Copyright: Mandoga Media

The three middle compounds from the 2021 tyre range have been chosen for this year’s season-opener in Bahrain on some of the most abrasive asphalt of the season: C2 as the P Zero White hard, C3 as the P Zero Yellow medium, and C4 as the P Zero Red soft. This is the same nomination as last year’s Bahrain Grand Prix four months ago, but there is a new tyre construction this year for the latest cars. The 2021 cars in fact have reduced downforce compared to last year, under the most recent technical rules.

At the recent three-day pre-season test in Bahrain, teams had the entire P Zero range at their disposal, but many chose to concentrate on the three compounds nominated this weekend. With the track having been used so recently, little about it will have changed since the teams were last there: giving them a stable basis to work from.

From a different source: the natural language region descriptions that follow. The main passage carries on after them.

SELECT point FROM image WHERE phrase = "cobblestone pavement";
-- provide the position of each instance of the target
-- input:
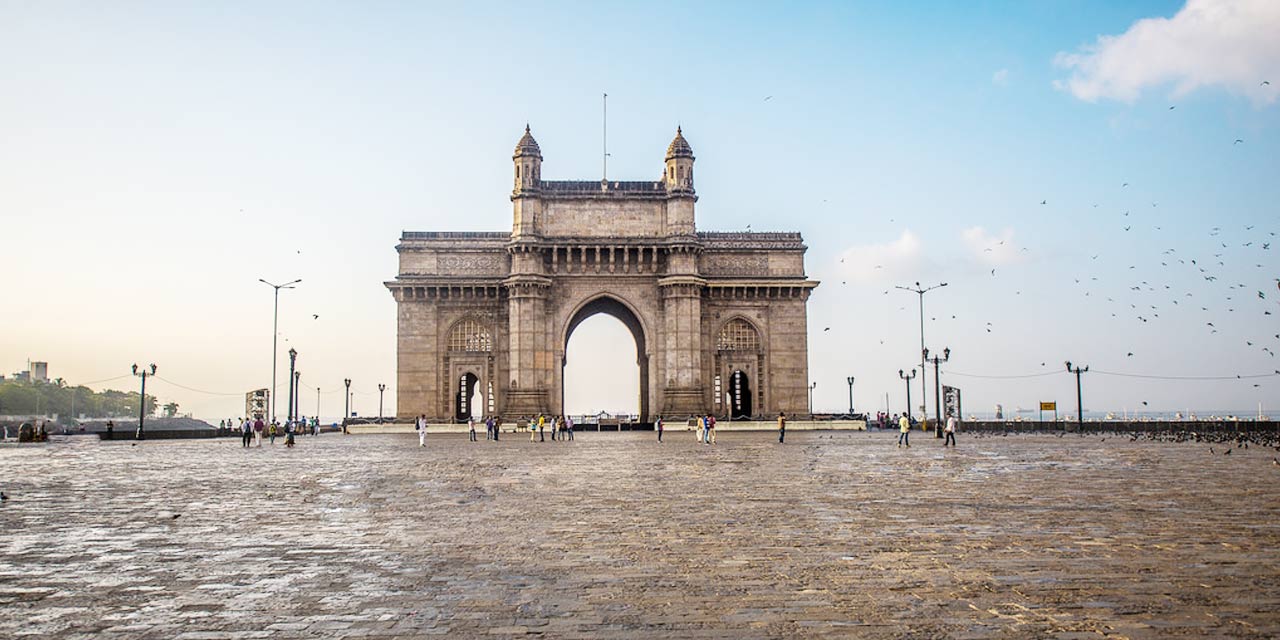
(615, 535)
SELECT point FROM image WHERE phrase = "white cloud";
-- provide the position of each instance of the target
(880, 263)
(991, 248)
(1228, 44)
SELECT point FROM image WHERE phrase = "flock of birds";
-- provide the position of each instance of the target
(1208, 279)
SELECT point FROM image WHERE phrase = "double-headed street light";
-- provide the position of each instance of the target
(908, 378)
(937, 388)
(850, 380)
(275, 333)
(142, 401)
(380, 389)
(924, 388)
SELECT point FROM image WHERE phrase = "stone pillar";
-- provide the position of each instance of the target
(682, 344)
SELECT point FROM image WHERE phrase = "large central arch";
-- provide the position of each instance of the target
(613, 306)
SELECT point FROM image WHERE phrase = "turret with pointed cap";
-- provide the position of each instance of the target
(680, 165)
(529, 164)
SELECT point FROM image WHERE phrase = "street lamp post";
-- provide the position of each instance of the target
(275, 333)
(293, 360)
(922, 291)
(937, 388)
(346, 406)
(142, 400)
(1079, 397)
(380, 389)
(908, 378)
(850, 380)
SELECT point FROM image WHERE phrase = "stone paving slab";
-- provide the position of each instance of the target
(616, 535)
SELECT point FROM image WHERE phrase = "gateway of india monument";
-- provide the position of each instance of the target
(484, 318)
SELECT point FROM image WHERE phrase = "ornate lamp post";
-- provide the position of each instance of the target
(908, 378)
(924, 388)
(1079, 397)
(937, 388)
(380, 389)
(293, 360)
(850, 380)
(142, 401)
(275, 333)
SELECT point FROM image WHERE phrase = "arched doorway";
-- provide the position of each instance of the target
(469, 401)
(618, 310)
(739, 396)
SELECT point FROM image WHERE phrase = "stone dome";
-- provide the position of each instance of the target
(679, 146)
(528, 146)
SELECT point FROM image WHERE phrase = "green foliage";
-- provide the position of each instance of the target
(18, 398)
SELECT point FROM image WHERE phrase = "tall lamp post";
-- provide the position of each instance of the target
(850, 380)
(937, 388)
(275, 333)
(922, 291)
(293, 360)
(346, 402)
(1079, 397)
(142, 401)
(908, 378)
(380, 389)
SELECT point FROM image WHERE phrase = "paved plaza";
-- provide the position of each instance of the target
(615, 535)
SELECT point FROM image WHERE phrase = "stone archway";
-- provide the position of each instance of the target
(612, 306)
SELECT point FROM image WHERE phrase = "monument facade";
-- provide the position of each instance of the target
(484, 319)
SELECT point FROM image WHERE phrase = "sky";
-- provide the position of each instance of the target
(1060, 165)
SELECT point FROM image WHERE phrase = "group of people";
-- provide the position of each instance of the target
(252, 432)
(904, 428)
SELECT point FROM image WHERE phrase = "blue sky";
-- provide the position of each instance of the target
(163, 156)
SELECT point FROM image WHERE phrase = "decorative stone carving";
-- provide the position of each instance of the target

The new tyres for 2021 have been designed to improve strength and durability, allowing them to run at lower pressures, while the actual compounds are the same as last year. During testing of the 2021 tyres last November in Bahrain, rear tyre pressure was reduced by 0.5 psi and front tyre pressure by 1.5 psi. Then, following telemetry analysis and the reduction of rear downforce in particular, rear tyre pressure was further reduced by 1.5 psi at recent test in Bahrain. This is now confirmed for the race.

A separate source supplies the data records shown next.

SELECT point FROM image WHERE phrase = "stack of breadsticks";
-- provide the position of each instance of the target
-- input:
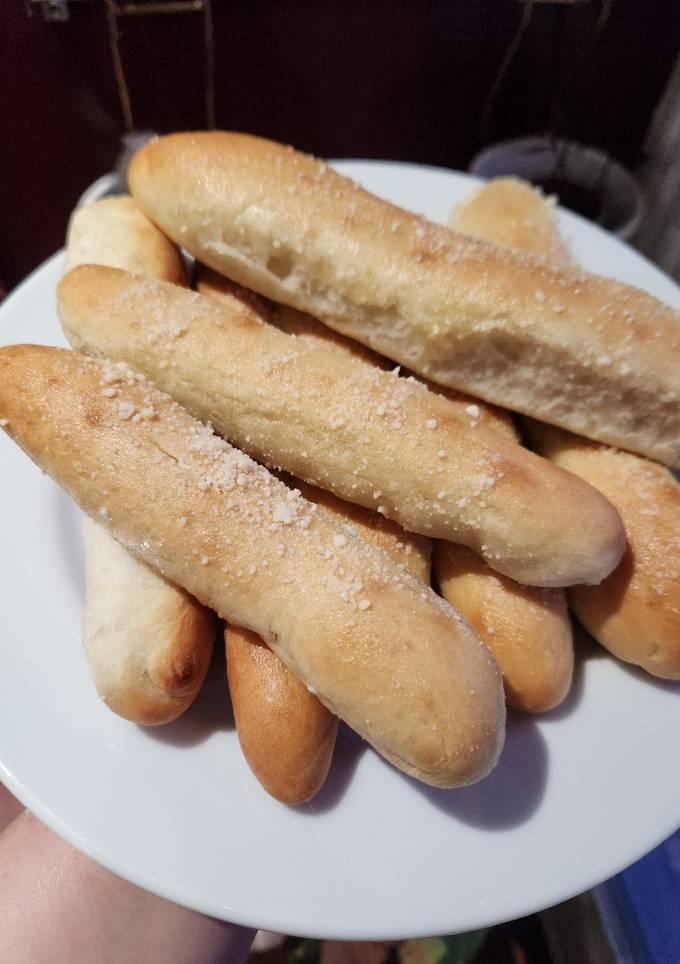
(249, 449)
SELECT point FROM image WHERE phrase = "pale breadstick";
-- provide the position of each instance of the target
(148, 644)
(511, 213)
(286, 734)
(382, 651)
(591, 354)
(527, 629)
(115, 232)
(368, 436)
(635, 613)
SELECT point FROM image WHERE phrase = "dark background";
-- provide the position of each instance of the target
(400, 79)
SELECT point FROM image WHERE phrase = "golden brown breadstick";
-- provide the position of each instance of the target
(366, 435)
(148, 644)
(635, 613)
(590, 354)
(510, 212)
(286, 734)
(287, 319)
(381, 650)
(526, 628)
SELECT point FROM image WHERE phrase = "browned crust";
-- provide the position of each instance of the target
(286, 734)
(369, 436)
(382, 651)
(590, 354)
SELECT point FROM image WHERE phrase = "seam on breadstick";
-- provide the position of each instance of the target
(420, 686)
(593, 355)
(369, 436)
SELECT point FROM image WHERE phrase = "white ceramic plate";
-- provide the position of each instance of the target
(579, 793)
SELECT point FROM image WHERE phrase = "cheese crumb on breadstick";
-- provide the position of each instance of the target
(381, 651)
(148, 644)
(593, 355)
(341, 424)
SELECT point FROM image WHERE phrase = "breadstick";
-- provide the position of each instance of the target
(590, 354)
(287, 319)
(113, 231)
(147, 643)
(513, 214)
(635, 612)
(287, 735)
(382, 652)
(527, 629)
(368, 436)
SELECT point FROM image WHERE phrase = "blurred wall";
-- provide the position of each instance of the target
(399, 79)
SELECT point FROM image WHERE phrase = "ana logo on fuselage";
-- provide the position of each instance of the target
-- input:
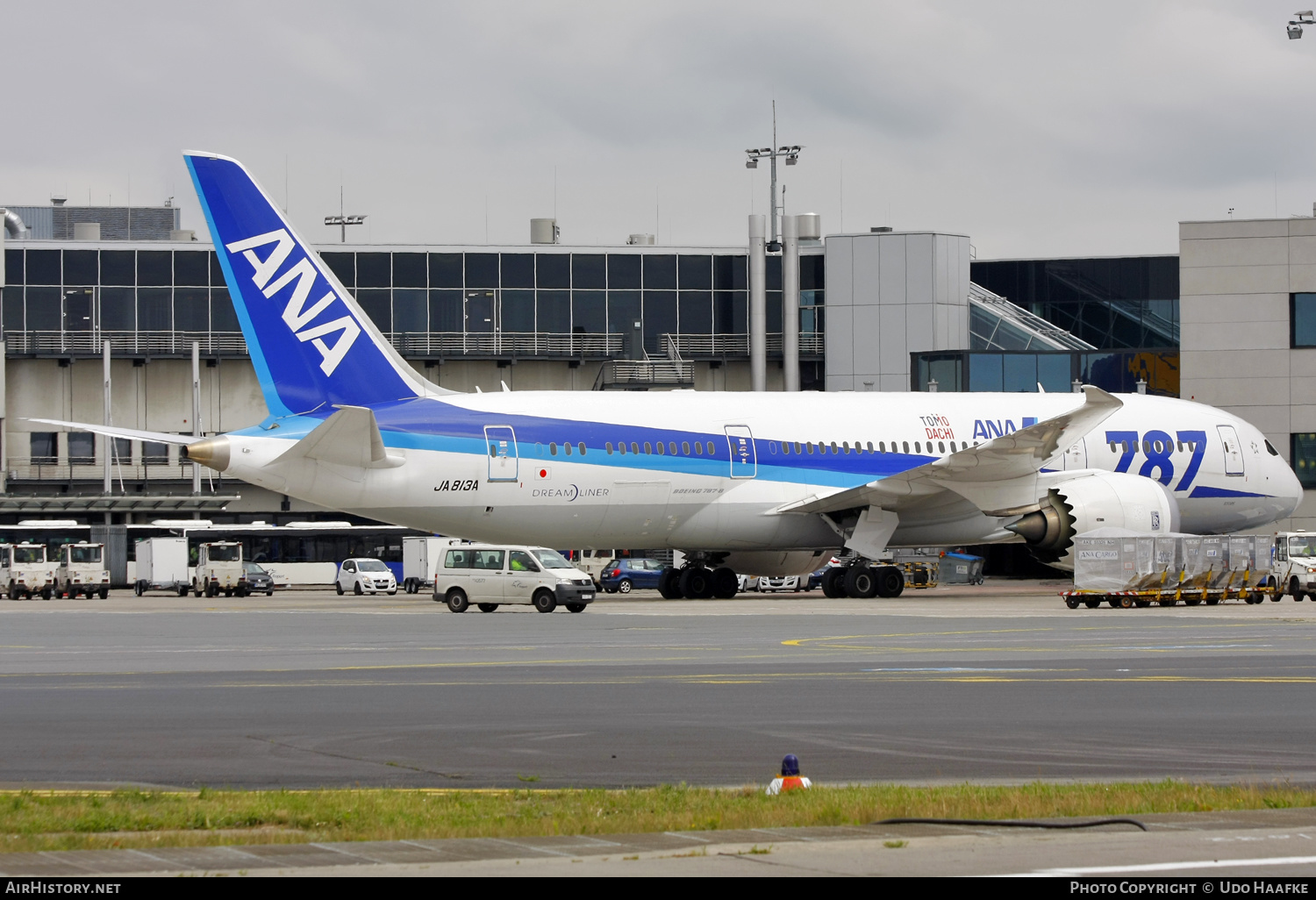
(295, 313)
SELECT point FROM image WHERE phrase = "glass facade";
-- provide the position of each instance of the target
(1055, 371)
(426, 303)
(1113, 304)
(1303, 460)
(1302, 320)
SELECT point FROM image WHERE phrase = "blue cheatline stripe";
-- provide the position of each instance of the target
(1223, 492)
(429, 424)
(262, 368)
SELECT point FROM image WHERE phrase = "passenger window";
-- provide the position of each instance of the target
(489, 560)
(521, 562)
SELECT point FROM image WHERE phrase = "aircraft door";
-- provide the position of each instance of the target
(1076, 457)
(504, 460)
(1232, 449)
(740, 441)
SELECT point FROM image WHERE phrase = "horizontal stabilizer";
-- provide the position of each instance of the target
(997, 475)
(350, 437)
(137, 434)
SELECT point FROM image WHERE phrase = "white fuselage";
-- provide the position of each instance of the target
(495, 466)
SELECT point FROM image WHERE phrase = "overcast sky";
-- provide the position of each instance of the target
(1039, 129)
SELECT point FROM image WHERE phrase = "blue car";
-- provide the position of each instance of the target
(621, 575)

The number of sets allowed per weekend is the same as last year (13) despite the there being an hour less of running, with Friday’s free practice sessions now cut to one hour each.
As was the case last year, there’s a standard allocation for every car in 2021: two sets of hards, three sets of mediums, and eight sets of softs. The nominations for every race this year have been revealed in advance.

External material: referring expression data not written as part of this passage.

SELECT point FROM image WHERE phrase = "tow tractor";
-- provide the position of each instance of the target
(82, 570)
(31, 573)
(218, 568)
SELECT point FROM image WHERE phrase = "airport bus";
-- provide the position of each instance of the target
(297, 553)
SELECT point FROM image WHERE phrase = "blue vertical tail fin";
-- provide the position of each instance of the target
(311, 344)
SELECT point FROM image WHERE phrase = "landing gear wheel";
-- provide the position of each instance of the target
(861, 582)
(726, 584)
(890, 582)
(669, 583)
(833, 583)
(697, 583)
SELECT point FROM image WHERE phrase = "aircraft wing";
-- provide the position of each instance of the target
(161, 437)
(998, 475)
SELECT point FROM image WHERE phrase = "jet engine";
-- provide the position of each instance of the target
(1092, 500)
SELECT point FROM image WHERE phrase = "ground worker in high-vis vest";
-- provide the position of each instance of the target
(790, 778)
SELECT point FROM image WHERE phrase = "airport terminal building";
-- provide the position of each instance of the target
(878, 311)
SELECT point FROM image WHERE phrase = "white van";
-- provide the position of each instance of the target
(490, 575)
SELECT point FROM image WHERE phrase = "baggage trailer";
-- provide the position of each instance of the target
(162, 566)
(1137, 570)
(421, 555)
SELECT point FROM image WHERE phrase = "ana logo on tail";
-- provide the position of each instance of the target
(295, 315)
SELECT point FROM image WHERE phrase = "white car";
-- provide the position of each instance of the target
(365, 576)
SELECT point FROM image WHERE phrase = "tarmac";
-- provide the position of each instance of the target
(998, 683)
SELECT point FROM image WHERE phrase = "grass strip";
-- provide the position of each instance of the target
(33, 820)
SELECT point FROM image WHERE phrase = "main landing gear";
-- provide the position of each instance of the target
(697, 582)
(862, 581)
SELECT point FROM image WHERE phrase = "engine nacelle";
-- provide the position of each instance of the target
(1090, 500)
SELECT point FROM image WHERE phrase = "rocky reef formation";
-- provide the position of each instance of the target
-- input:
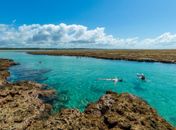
(165, 56)
(24, 106)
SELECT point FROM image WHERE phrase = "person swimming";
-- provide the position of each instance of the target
(141, 76)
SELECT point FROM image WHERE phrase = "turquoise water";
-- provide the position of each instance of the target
(75, 79)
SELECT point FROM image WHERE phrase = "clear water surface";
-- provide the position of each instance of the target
(75, 79)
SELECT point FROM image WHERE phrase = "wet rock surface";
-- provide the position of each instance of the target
(24, 106)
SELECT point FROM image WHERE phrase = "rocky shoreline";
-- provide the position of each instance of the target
(164, 56)
(22, 107)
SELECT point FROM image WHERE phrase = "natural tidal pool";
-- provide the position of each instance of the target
(75, 79)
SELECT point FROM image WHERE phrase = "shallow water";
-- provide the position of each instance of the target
(75, 79)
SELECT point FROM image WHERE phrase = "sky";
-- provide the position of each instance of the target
(117, 24)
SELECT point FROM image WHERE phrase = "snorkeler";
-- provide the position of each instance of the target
(141, 76)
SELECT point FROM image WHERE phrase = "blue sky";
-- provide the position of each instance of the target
(120, 18)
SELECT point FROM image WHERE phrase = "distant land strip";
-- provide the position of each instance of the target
(164, 56)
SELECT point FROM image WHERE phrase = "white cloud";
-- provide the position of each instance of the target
(62, 35)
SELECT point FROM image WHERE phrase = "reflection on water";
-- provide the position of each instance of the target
(75, 80)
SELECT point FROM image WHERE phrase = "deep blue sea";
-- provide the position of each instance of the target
(75, 79)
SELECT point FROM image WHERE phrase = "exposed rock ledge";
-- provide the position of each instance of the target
(22, 108)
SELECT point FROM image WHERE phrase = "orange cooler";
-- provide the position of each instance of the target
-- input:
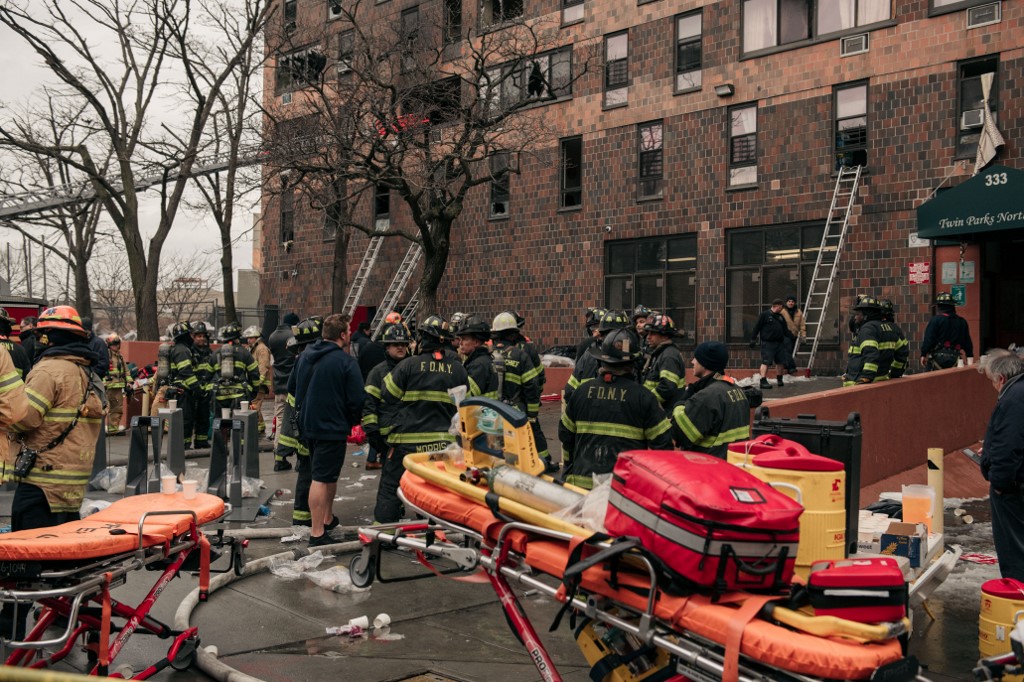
(821, 482)
(1001, 606)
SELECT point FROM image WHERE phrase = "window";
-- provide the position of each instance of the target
(499, 185)
(346, 49)
(290, 15)
(742, 145)
(616, 69)
(287, 206)
(841, 14)
(772, 262)
(657, 272)
(971, 107)
(572, 11)
(382, 203)
(299, 69)
(651, 160)
(851, 125)
(496, 11)
(688, 47)
(544, 77)
(453, 20)
(570, 177)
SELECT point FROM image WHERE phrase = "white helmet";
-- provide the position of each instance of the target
(504, 322)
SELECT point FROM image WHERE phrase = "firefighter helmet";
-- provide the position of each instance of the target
(504, 322)
(867, 303)
(230, 332)
(620, 347)
(612, 320)
(396, 334)
(306, 331)
(474, 326)
(60, 316)
(183, 328)
(662, 325)
(435, 327)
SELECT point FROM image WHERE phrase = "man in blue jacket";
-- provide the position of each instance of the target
(329, 400)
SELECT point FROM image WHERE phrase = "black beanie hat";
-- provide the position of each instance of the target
(713, 355)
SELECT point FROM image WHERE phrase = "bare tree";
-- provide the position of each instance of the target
(417, 107)
(121, 58)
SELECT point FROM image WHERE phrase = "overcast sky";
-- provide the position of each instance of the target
(20, 77)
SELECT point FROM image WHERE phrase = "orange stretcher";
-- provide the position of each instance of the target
(69, 570)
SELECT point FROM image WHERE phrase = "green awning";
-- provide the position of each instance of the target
(991, 201)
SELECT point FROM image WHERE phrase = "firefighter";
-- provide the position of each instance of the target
(116, 384)
(18, 354)
(304, 334)
(395, 339)
(715, 411)
(419, 403)
(947, 338)
(665, 372)
(260, 352)
(587, 366)
(237, 372)
(206, 369)
(870, 354)
(179, 382)
(901, 351)
(609, 414)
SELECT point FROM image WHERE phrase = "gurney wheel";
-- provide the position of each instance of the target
(361, 569)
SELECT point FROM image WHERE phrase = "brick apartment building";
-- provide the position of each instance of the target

The Bahrain Grand Prix gets underway in the evening at 18:00 local time after sunset and is run under floodlights, with track temperatures that can fall quite rapidly once the race gets underway. This in turn affects tyre behaviour and therefore strategy.
The asphalt (with high granite content) in Bahrain is well-known for being abrasive, increasing tyre wear and degradation. Last year’s race – which featured a red flag and multiple safety car periods – was won by Mercedes driver Lewis Hamilton with a two-stop strategy: medium-medium-hard. Red Bull’s Max Verstappen, who finished second, was one of just two drivers to change tyres four times.
Sakhir is all about traction and braking rather than big lateral loads. All in all, it’s classified as a medium-severity circuit in terms of demands placed on the cars.